Premier Mike Baird is said to be considering softening his stance on outlawing greyhound racing.
Premier Mike Baird is said to be considering softening his stance on outlawing greyhound racing. LUKAS COCH

Could greyhound ban be all bark, no bite?

MIKE Baird may soften his stance on banning greyhound racing after realising he has bitten off more than he can chew.

The Premier's hard-line rhetoric has tempered in recent days amid fears a voter backlash could lose the Nationals a seat at the Orange by-election in November.

A reporter asked Mr Baird outright at a media conference on Wednesday: "So you are ruling out any possibility of a backflip."

His response, captured by Nine News, was far more cryptic than the uncompromising front he presented when introducing the ban.

"Look, I'm ruling out the possibility that I'm going to make any decisions other than what I think is the right one," Mr Baird said.

"There's no doubt that Orange will be a challenge, that's very clear."

Criticism is piling up for the Premier, with 2GB radio announcer Alan Jones dubbing him "Kim Jong Baird" as a reference to his apparent dictatorial rule over the government.

A fire and brimstone-spitting Jones went so far as to suggest the greyhound ban was driving people to suicide.

"You can only draw one conclusion - the business of the Baird Government is to drive people to take your own lives. It's beyond disgrace," he said.

A ReachTEL poll of Orange voters published in the Daily Telegraph this week had the Nationals' primary vote down to 34.6%, a far cry from the 66% when outgoing Andrew Gee was a candidate at the 2015 election.

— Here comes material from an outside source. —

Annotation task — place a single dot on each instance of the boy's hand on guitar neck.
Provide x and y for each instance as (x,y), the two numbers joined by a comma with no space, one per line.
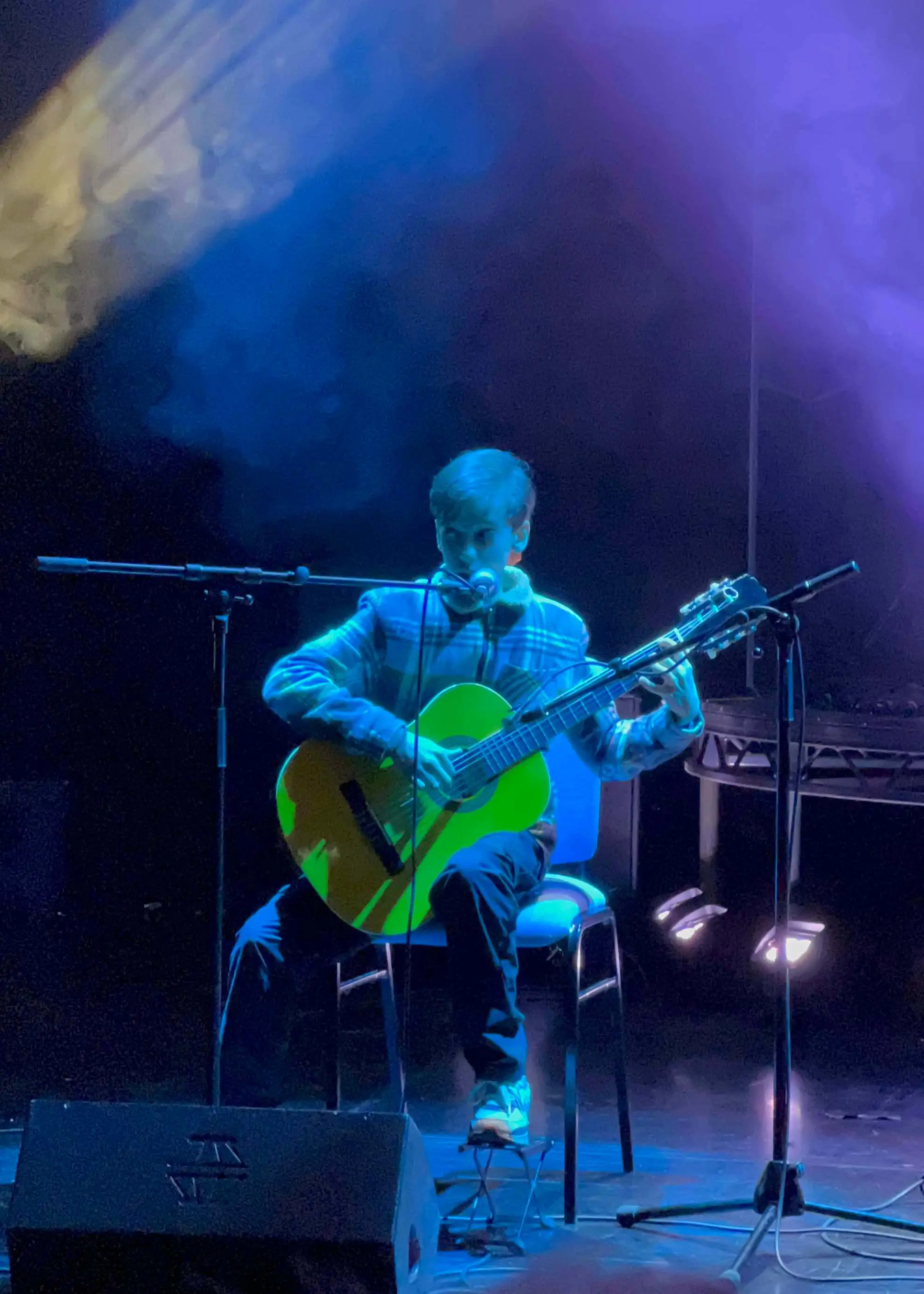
(673,681)
(434,763)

Mr Gee has since moved to the federal sphere.

The poll also revealed 39.6% of Orange voters preferred Mr Baird as Premier, just a fraction more than the 39% who were now behind Transport Minister Andrew Constance.

Deputy Premier Troy Grant's leadership of the Nationals also hangs in limbo over the Orange by-election results.

The NSW Greyhound Racing Industry Alliance now has two legal challenges to the ban - one in the Supreme Court and the other in the High Court.

The Supreme Court challenge argues the report that led to the ban was flawed and the legislation is invalid as result.

The High Court matter questions the law itself, with the industry claiming it offends Section 92 of the Constitution by restricting free trade between states.